Lundi 20 mai à 23h45 sur Arte & disponible jusqu’au 18 août 2024
Émilie Schindler : l’héroïne de l’ombre
— Par Hélène Lemoine —
Dans le film de Steven Spielberg de 1993, elle n’apparaît que dans de rares scènes, toujours réduite au rôle d’épouse trompée et délaissée. Ce qu’elle était. Mais pas que. Un documentaire diffusé ce lundi 20 mai au soir à 23h45 sur Arte redonne enfin sa juste place à Émilie Schindler, l’épouse d’Oskar Schindler, connu du grand public grâce au film « La Liste de Schindler ».
L’histoire a retenu que ce dirigeant d’entreprise d’armement à Brünnlitz, dans l’actuelle République tchèque, avait permis le sauvetage de 1 200 juifs des camps de concentration, en les faisant travailler, dans des conditions moins indignes qu’ailleurs, dans son usine. Mais sa femme est restée dans l’ombre alors qu’elle a fait partie intégrante du projet.
« Le film de Spielberg a complètement dépossédé Émilie Schindler de sa version des faits, insiste l’historienne Kirsten Heinsohn, qui intervient dans le documentaire. Ça ne s’est pas passé comme ça. » « Elle était bien plus qu’une simple épouse bafouée », insiste une fille de rescapés de l’Holocauste. Le film, dont la forme est très (trop) classique, enchaîne les témoignages de proches du couple, membres de la famille, ou rescapés de la « Liste ». Les nombreuses images d’archives enrichissent le propos.
Émilie grandit dans une grande ferme de la minorité germanophone des Sudètes, actuelle République tchèque. Elle épouse Oskar Schindler en 1928, vendeur de matériel agricole. Beau parleur et charismatique, Oskar prend du galon dans la haute société allemande et quand la guerre éclate, il ouvre une usine d’armement à Cracovie.
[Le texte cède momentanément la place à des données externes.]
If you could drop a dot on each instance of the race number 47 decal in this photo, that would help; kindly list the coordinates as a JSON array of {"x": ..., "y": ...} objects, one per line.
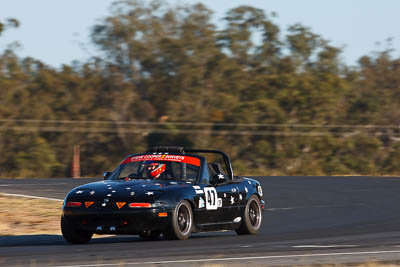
[{"x": 211, "y": 198}]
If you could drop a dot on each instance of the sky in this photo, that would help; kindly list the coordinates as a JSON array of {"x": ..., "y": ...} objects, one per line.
[{"x": 58, "y": 31}]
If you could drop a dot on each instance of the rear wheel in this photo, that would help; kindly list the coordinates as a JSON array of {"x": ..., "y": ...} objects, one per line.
[
  {"x": 252, "y": 217},
  {"x": 72, "y": 235},
  {"x": 182, "y": 222}
]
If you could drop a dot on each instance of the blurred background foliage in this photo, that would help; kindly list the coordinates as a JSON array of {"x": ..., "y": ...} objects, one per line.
[{"x": 166, "y": 75}]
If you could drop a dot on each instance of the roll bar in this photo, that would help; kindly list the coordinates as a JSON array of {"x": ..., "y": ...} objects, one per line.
[{"x": 181, "y": 150}]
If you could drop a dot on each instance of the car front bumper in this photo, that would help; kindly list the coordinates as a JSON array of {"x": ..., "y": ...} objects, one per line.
[{"x": 119, "y": 222}]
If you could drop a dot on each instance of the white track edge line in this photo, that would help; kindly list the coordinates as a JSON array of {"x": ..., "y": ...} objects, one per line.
[
  {"x": 237, "y": 258},
  {"x": 29, "y": 196}
]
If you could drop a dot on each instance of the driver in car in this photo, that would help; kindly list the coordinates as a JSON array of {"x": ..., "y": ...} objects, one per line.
[{"x": 155, "y": 170}]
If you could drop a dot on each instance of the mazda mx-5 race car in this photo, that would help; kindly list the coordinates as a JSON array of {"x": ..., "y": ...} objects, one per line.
[{"x": 169, "y": 191}]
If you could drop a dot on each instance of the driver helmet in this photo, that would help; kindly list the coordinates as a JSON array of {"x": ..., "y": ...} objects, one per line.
[{"x": 154, "y": 169}]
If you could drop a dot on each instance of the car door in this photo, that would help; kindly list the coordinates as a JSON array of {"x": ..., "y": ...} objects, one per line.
[{"x": 227, "y": 202}]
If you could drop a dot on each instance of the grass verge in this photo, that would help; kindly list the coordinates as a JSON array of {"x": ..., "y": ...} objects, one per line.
[{"x": 26, "y": 216}]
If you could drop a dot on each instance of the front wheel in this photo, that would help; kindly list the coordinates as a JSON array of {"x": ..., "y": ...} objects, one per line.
[
  {"x": 252, "y": 217},
  {"x": 182, "y": 222},
  {"x": 72, "y": 235}
]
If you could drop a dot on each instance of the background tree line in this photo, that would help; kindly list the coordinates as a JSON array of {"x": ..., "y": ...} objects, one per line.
[{"x": 166, "y": 75}]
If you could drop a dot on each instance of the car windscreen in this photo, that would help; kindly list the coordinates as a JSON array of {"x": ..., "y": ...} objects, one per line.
[{"x": 173, "y": 167}]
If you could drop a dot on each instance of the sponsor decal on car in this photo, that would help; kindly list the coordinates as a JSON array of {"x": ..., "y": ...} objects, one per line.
[
  {"x": 88, "y": 203},
  {"x": 120, "y": 204},
  {"x": 175, "y": 158}
]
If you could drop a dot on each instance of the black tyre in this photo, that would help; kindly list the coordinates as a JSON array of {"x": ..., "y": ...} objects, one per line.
[
  {"x": 149, "y": 235},
  {"x": 72, "y": 235},
  {"x": 182, "y": 222},
  {"x": 252, "y": 217}
]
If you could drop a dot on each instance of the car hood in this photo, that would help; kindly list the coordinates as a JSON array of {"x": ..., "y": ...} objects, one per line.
[{"x": 112, "y": 191}]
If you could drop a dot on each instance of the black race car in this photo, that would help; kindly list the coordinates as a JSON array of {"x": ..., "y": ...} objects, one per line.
[{"x": 169, "y": 191}]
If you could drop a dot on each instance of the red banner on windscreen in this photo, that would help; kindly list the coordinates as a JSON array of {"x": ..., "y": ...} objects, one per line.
[{"x": 164, "y": 157}]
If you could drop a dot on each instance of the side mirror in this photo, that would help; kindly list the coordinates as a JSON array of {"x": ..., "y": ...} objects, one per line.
[{"x": 106, "y": 175}]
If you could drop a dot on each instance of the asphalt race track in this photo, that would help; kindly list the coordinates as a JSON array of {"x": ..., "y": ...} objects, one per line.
[{"x": 308, "y": 220}]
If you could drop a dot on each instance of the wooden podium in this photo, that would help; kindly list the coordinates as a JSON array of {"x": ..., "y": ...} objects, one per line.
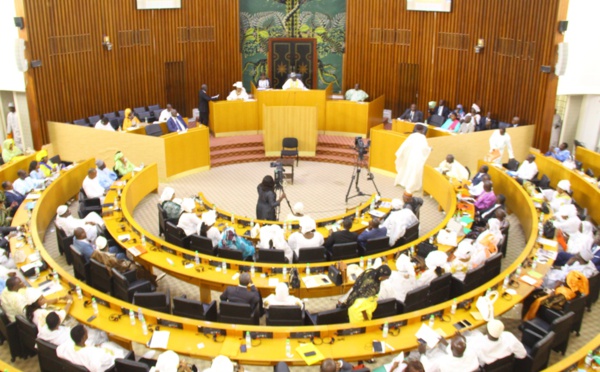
[{"x": 290, "y": 121}]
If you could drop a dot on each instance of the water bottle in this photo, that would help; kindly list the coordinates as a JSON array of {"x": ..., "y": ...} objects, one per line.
[
  {"x": 131, "y": 317},
  {"x": 78, "y": 291},
  {"x": 248, "y": 341},
  {"x": 94, "y": 305}
]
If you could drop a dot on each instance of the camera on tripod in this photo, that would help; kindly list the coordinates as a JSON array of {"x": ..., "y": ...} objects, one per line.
[{"x": 361, "y": 147}]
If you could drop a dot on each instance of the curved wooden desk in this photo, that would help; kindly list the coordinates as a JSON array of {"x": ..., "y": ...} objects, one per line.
[{"x": 185, "y": 340}]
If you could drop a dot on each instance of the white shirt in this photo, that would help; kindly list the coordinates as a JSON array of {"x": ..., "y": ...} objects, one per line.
[
  {"x": 527, "y": 170},
  {"x": 293, "y": 84},
  {"x": 100, "y": 125},
  {"x": 489, "y": 351}
]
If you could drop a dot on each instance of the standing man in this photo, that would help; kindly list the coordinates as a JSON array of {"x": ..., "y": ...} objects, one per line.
[
  {"x": 12, "y": 125},
  {"x": 203, "y": 99},
  {"x": 410, "y": 160}
]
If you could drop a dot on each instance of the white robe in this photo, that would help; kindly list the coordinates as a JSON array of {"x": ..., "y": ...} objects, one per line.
[
  {"x": 410, "y": 160},
  {"x": 500, "y": 142}
]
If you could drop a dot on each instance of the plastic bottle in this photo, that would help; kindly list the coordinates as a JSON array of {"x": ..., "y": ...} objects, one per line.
[
  {"x": 131, "y": 317},
  {"x": 248, "y": 341},
  {"x": 94, "y": 305}
]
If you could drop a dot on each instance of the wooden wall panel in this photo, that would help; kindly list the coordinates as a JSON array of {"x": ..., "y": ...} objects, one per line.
[{"x": 520, "y": 37}]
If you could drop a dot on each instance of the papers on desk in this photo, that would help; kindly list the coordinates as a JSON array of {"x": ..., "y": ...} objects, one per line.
[
  {"x": 314, "y": 281},
  {"x": 159, "y": 340}
]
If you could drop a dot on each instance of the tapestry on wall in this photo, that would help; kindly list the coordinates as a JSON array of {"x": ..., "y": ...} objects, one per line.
[{"x": 322, "y": 20}]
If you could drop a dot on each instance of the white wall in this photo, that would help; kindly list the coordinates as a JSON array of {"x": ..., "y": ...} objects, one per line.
[
  {"x": 11, "y": 79},
  {"x": 582, "y": 76}
]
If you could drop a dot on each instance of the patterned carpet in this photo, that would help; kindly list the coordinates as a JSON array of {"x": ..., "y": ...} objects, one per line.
[{"x": 322, "y": 188}]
Mais le couple n’adhère pas aux idées nazies. Dans cette usine, puis celle qu’il ouvrira à Brünnlitz en République tchèque, et où il sauvera des employés juifs, inscrivant leur nom sur la fameuse liste, les conditions de travail et de vie sont plus humaines qu’ailleurs. Le couple dépense aussi sa fortune en soudoyant les officiers SS pour les empêcher de les tuer. Émilie veille à ce que les prisonniers, logés dans le camp qui dépend de l’usine, aient des céréales à manger, aliments plus faciles à digérer pour ces organismes malmenés.
Pour une femme gravement malade, elle brave les interdits et part chercher du lait et des médicaments, qu’elle échange au marché noir, selon le témoignage d’un rescapé. « C’est elle qui a veillé à ce que les prisonniers survivent », assure Raul Kollmann, un journaliste argentin qui a enquêté sur le couple Schindler et témoigne dans le documentaire. Une ancienne prisonnière de Brünnlitz y raconte aussi comment Émilie leur a fourni des aiguilles en métal et de la laine pour qu’elles puissent se tricoter des robes et se préserver du froid.
Après la guerre, Oskar décide de fuir l’Allemagne craignant d’être poursuivi pour collaboration avec les Nazis. Le couple s’installe en Argentine et y crée un élevage de volailles et de ragondins. Mais Oskar, toujours volage et fêtard, dilapide les économies du ménage. Il décide de rentrer en Allemagne, seul, laissant Émilie face à une montagne de dettes. Elle ne le reverra plus.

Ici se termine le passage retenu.